A semantic map is partly subjective, so validation could not be purely mathematical. I used a mix of known-film spot checks, cluster-label review, structural scans, large LLM-assisted audits, and targeted repairs.
The technical checks focused on whether the hierarchy was real, not merely visual: every movie needed one valid macro region, one neighborhood inside that macro region, and one micro cluster inside that neighborhood. The export was also scanned for duplicate path labels, missing cluster assignments, malformed neighbor lists, and accidental leakage of private artifacts.
Nearest-neighbor quality was checked separately from screen position. That mattered because the map is a projection: a point can look distant on the canvas while still being close in the full embedding space. Validation therefore compared selected films against their semantic neighbors, cluster memberships, labels, and visible territory placement as separate signals.
Browser QA became part of the validation loop too. Search, zoom, selected-film panels, expandable cluster cards, labels, territory boundaries, and console health were all inspected against the sanitized static export so the public page stayed aligned with the offline pipeline.

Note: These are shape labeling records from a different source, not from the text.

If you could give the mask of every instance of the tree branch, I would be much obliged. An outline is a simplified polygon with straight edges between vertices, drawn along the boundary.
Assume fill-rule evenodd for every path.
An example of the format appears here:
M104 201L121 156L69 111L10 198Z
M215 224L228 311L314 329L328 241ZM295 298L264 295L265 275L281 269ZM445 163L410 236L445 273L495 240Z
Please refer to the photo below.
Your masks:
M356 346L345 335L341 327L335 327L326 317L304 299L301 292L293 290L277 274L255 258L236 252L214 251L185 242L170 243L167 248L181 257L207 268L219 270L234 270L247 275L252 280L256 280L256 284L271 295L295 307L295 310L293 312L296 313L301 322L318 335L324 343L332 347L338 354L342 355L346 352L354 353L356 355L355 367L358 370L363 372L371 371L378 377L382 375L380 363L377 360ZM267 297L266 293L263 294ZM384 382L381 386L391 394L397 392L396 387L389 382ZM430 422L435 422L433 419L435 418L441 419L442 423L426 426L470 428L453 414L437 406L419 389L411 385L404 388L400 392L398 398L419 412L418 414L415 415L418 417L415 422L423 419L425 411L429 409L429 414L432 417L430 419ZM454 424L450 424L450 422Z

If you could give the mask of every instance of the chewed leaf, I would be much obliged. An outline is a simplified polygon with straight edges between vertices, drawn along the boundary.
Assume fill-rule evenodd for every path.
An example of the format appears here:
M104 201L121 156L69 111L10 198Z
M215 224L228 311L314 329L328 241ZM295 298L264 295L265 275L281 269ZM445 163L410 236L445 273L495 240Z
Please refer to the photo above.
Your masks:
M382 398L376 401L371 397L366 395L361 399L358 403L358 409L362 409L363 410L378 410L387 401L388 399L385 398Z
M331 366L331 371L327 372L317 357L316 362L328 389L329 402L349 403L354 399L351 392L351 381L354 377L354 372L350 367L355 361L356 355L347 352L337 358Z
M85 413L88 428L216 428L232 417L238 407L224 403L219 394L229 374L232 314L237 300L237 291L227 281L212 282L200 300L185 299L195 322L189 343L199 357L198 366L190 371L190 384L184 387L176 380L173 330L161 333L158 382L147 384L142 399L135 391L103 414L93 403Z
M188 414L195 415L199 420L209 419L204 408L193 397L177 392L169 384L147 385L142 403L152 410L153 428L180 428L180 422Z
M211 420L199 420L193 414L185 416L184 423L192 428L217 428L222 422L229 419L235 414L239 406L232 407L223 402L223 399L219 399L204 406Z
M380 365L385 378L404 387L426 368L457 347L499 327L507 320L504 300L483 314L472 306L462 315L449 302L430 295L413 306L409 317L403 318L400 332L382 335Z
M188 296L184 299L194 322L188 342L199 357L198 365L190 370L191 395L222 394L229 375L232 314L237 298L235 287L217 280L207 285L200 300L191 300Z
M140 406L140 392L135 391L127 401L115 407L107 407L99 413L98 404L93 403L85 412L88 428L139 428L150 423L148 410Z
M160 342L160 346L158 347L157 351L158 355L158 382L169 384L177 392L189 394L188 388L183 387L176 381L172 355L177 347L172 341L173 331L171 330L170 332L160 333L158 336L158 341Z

The final public export contains 10,000 films, 946 labels, 16 macro regions, 180 neighborhoods, and 750 micro clusters. The hierarchy scan found no duplicate macro region/neighborhood/micro cluster path labels, and the browser export contains no API keys, raw reviews, or embeddings.
The largest audit before targeted repair scored 9,633 pass, 336 mixed, and 31 fail. After repair rules were applied to the failure set, the recheck found 22 pass, 9 mixed, and 0 fail. I treated audit results as directional quality checks, not as objective truth: evidence that the atlas is useful and inspectable, not proof of perfect classification.